Sedangkan pada era reformasi seperti saat ini, kenaikan cukai justru relatif lebih tak menentu. Karena tarif cukai rokok relatif naik turun tergantung kondisi dari industri.

"Saya bilang bagi industri lebih baik era Orde Baru, karena waktu itu selama delapan tahun tarifnya flat 10 persen setiap tahunnya. Kalau sekarang sudah tidak flat. Jadi, lebih baik di situnya," ujar Ismanu, saat ditemui di Jakarta Selatan, Selasa 24 Oktober 2017.

Menurut Isman, dengan tarif cukai yang flat, maka akan menguntungkan pengusaha.

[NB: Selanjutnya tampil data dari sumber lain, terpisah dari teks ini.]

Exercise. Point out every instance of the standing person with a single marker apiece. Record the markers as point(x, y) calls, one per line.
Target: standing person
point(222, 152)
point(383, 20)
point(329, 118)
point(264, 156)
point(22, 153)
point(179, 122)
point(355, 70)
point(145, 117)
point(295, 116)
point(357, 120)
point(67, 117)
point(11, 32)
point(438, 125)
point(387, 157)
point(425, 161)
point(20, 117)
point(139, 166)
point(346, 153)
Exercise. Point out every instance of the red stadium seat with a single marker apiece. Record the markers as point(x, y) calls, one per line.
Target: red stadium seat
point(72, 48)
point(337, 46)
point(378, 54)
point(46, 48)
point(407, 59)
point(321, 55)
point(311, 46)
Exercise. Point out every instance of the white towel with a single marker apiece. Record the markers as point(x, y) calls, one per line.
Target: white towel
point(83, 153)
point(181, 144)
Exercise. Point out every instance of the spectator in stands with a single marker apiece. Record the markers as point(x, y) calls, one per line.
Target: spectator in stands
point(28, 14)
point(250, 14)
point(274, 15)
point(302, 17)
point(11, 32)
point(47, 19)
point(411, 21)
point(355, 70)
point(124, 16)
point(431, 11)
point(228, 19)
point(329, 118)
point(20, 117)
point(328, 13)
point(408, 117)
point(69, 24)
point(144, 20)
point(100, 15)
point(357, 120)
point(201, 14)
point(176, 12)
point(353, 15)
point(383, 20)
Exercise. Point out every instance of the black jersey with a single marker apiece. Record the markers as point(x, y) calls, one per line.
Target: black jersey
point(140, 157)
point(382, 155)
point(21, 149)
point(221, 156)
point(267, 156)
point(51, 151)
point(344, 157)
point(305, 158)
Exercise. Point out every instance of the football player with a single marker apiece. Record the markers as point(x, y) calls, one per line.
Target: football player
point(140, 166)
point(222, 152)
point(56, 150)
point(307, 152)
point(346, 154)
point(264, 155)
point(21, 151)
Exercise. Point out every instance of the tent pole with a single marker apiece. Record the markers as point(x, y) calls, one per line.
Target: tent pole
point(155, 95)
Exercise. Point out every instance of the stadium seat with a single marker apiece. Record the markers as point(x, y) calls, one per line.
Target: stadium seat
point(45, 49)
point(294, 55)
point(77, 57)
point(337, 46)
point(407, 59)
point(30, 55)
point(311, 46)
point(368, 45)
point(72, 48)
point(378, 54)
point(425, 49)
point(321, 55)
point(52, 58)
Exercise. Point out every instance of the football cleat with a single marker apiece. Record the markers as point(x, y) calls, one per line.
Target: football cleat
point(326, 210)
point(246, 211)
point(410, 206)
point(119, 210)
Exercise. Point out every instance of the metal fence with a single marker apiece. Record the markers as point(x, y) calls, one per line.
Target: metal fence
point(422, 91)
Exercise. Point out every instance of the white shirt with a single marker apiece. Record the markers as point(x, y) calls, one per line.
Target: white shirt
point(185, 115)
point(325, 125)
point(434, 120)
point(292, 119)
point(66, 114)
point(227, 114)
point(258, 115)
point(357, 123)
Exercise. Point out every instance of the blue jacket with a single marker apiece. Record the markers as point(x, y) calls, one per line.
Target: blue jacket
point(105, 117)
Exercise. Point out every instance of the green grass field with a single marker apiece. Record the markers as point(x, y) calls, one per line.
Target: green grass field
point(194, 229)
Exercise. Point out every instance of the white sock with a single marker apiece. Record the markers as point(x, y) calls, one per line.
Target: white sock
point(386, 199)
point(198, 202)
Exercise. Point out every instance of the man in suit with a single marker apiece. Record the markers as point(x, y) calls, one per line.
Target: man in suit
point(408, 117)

Karena, pengusaha bisa memetakan rencana perusahaan dalam jangka waktu yang panjang.

"Walaupun berat yang penting harus 10 persen kalau dulu, jadi kita juga rencanakan," kata Ismanu.

"Pengusaha membutuhkan kepastian usaha jadi kita tahu kita rancang dalam tiga tahun itu bagaimana harus tahu. Sehingga kita bisa terjamin jadi setiap tahun jangan berubah-ubah seperti sekarang," katanya lagi.

Ia juga menceritakan, pada akhir era Orde Baru, industri rokok ada sebanyak sekitar 600 perusahaan. Namun, setelah era reformasi sempat dikeluarkannya disentralisasi kebijakan, di mana pemerintah daerah mempunyai hak menentukan kebijakan setempat termasuk industri rokok.

"Maunya semuanya diatur oleh daerah. Padahal, industri rokok barang pengawasan yang sudah ditetapkan cukai sejak tahun 1932. dan harus memakai cukai. Dan, itu hanya diterbitkan pemerintah pusat," ujarnya.

Adanya kebijakan tersebut, membuat banyaknya rokok beredar tanpa cukai dan menjamurnya industri ini dengan terdapat hampir lima ribuan industri rokok.

"Sehingga, menjadikan industri tidak sehat karena fungsi filosofi cukai adalah setiap barang yang mengandung unsur merugikan lingkungan dan masyarakat harus dikenakan tambahan pajak namanya cukai ini tidak terpenuhi," katanya.

Dengan menjamurnya industri rokok tersebut, pemerintah akhirnya berupaya menurunkan industri ini kembali dengan sentralisasi kembali kebijakan dan itu berhasil namun dengan peraturan-peraturan yang cukup banyak.

"Sekarang ini industri kami sangat banyak peraturannya. Betapa komplikasinya apalagi bicara tentang SKT (Sigaret Kretek Tangan). Itu padat karya, 90 persen (pekerja) wanita. Kalau bicara karyawan wanita sesungguhnya pemerintah harus melihat ini menjadikan income (pemasukan) ganda terhadap keluarga itu. Suami bekerja istri bekerja. Sehingga, industri kami unik, komplikasi dan tidak habisnya kalau dibicarakan," katanya.